こんな本よみましたよ

読んだ本の個人的感想を垂れ流し、勝手に★をつけます。

魔王/伊坂幸太郎 ★★★

2012年06月14日 | 小説
全然面白くなさそうだった「未踏峰」の次に読んだのも手伝って、面白く読めた。
読者を引き込む力があります。

主人公は安藤さん(会社員)。頭のよい人で、何事に対しても考えすぎるくらい考える。
幼い頃に両親をなくし、正反対ともいえる性格の弟と二人暮らし。
ある日、自分には「腹話術」の能力があると気づく。
一定の条件下で、他人に自分が考えたとおりの文言を話させることができる。
ある日、ふとつけたテレビで政治家犬養が語る姿を見る。歯切れの良さとリーダーシップの強さで人気のカリスマ政治家だ。
どんどん犬養に対して熱狂していく世間。
みんな自分で考えているのではなく、ムードに流されているように思える。
安藤さんは、犬養をそのムードを利用した独裁者であると感じ、「腹話術」を使ってなんとか彼の台頭を防ごうとする。
しかし、選挙演説をする犬養に近づいた安藤さんはあと一歩のところで死んでしまう。
誰かが別の「特別な力」を使って安藤さんの息の根をとめたのだった。

同じ文庫本に収録されている「呼吸」は、この続編で、安藤さん(弟)が、兄とは異なる方法で世間を変えようとする様子が描かれています。

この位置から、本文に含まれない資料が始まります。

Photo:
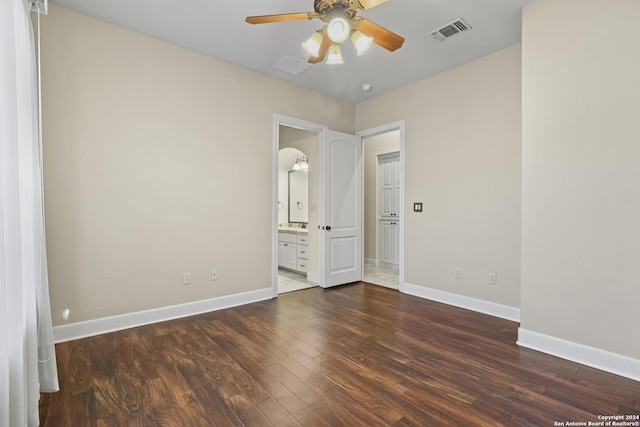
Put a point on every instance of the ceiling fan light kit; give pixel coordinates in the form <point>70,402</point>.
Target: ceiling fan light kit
<point>312,46</point>
<point>342,22</point>
<point>361,42</point>
<point>335,55</point>
<point>338,29</point>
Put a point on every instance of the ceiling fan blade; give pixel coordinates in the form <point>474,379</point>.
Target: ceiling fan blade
<point>381,36</point>
<point>368,4</point>
<point>324,47</point>
<point>265,19</point>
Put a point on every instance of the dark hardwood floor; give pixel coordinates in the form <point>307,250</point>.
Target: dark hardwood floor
<point>357,355</point>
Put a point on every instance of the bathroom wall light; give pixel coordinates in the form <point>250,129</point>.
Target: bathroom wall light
<point>301,164</point>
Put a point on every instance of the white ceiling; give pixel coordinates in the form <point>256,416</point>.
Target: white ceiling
<point>216,28</point>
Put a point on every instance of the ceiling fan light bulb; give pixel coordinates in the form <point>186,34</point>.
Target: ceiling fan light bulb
<point>312,46</point>
<point>361,42</point>
<point>338,29</point>
<point>335,56</point>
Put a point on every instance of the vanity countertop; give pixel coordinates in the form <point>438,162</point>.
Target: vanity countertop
<point>294,230</point>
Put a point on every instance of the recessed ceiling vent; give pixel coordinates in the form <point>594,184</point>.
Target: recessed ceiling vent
<point>456,27</point>
<point>292,65</point>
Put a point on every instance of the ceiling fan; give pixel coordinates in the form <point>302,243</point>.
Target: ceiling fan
<point>341,22</point>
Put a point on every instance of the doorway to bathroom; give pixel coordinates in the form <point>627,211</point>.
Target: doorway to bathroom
<point>298,183</point>
<point>383,218</point>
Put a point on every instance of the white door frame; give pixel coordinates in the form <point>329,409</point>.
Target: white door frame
<point>279,119</point>
<point>390,127</point>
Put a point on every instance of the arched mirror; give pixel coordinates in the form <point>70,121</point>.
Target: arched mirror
<point>294,187</point>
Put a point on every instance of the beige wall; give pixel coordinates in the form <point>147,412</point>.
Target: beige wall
<point>157,162</point>
<point>462,146</point>
<point>374,146</point>
<point>581,169</point>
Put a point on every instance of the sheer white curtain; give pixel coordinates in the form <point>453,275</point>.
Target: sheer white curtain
<point>27,357</point>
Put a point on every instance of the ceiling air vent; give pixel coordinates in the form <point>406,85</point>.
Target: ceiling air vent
<point>456,27</point>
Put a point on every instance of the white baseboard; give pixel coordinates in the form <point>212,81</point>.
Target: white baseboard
<point>313,278</point>
<point>481,306</point>
<point>596,358</point>
<point>105,325</point>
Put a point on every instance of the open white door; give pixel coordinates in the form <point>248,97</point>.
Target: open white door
<point>340,227</point>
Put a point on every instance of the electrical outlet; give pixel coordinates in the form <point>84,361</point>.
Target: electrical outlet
<point>493,278</point>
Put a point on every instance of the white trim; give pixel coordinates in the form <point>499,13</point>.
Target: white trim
<point>469,303</point>
<point>313,278</point>
<point>371,261</point>
<point>279,119</point>
<point>596,358</point>
<point>390,127</point>
<point>130,320</point>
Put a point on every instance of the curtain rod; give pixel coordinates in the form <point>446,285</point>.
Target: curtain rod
<point>40,6</point>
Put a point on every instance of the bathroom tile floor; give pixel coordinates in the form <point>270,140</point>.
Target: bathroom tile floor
<point>289,281</point>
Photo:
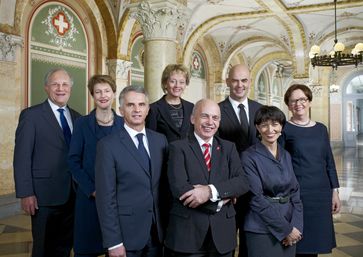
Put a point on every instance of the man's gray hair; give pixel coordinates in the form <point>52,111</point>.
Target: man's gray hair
<point>131,88</point>
<point>51,72</point>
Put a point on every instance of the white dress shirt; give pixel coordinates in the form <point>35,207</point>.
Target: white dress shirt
<point>236,108</point>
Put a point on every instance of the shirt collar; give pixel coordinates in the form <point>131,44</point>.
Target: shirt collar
<point>201,141</point>
<point>56,107</point>
<point>133,132</point>
<point>236,103</point>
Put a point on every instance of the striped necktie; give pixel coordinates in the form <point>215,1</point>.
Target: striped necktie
<point>207,157</point>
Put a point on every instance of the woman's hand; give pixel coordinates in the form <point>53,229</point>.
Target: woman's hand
<point>294,237</point>
<point>336,204</point>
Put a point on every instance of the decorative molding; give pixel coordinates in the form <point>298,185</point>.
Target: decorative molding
<point>220,89</point>
<point>118,69</point>
<point>160,20</point>
<point>8,44</point>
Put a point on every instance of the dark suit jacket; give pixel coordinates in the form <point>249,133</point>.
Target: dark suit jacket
<point>82,155</point>
<point>159,120</point>
<point>230,128</point>
<point>127,194</point>
<point>270,177</point>
<point>40,156</point>
<point>188,227</point>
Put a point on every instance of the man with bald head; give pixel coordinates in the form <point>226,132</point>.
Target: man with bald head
<point>237,116</point>
<point>205,175</point>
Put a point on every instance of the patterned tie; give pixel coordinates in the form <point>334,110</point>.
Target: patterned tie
<point>206,154</point>
<point>66,130</point>
<point>243,118</point>
<point>143,153</point>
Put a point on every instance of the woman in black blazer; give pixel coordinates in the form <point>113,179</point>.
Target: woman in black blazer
<point>88,129</point>
<point>170,115</point>
<point>274,222</point>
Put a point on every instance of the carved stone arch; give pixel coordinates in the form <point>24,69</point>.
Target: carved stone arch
<point>208,49</point>
<point>237,48</point>
<point>110,27</point>
<point>128,28</point>
<point>200,31</point>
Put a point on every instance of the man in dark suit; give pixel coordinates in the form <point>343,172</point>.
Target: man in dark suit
<point>205,175</point>
<point>42,179</point>
<point>129,171</point>
<point>237,125</point>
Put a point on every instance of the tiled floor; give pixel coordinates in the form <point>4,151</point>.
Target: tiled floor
<point>15,236</point>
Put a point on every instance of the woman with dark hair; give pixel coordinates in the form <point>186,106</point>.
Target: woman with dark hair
<point>274,220</point>
<point>170,115</point>
<point>308,143</point>
<point>88,129</point>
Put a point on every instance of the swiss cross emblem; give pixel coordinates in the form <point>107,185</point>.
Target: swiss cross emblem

文章やストーリーはスリリングかつリズミカルでどんどん読んでしまいます。

ですが、私はやはりどうしても伊坂作品は好きになれないので★3つ。
重めなテーマを説教臭くならべつつ、妙に軽快な文体、というのが、根暗な私としては、かっこつけてる!チャラい!と思えてしま。。。う!マンボ!

このように伊坂嫌いの私でも結局さらに続編ぽい位置にある「モダンタイムス(上・下)」まで一気に読んでしまったのであるから、けっこう面白い作品ではあります。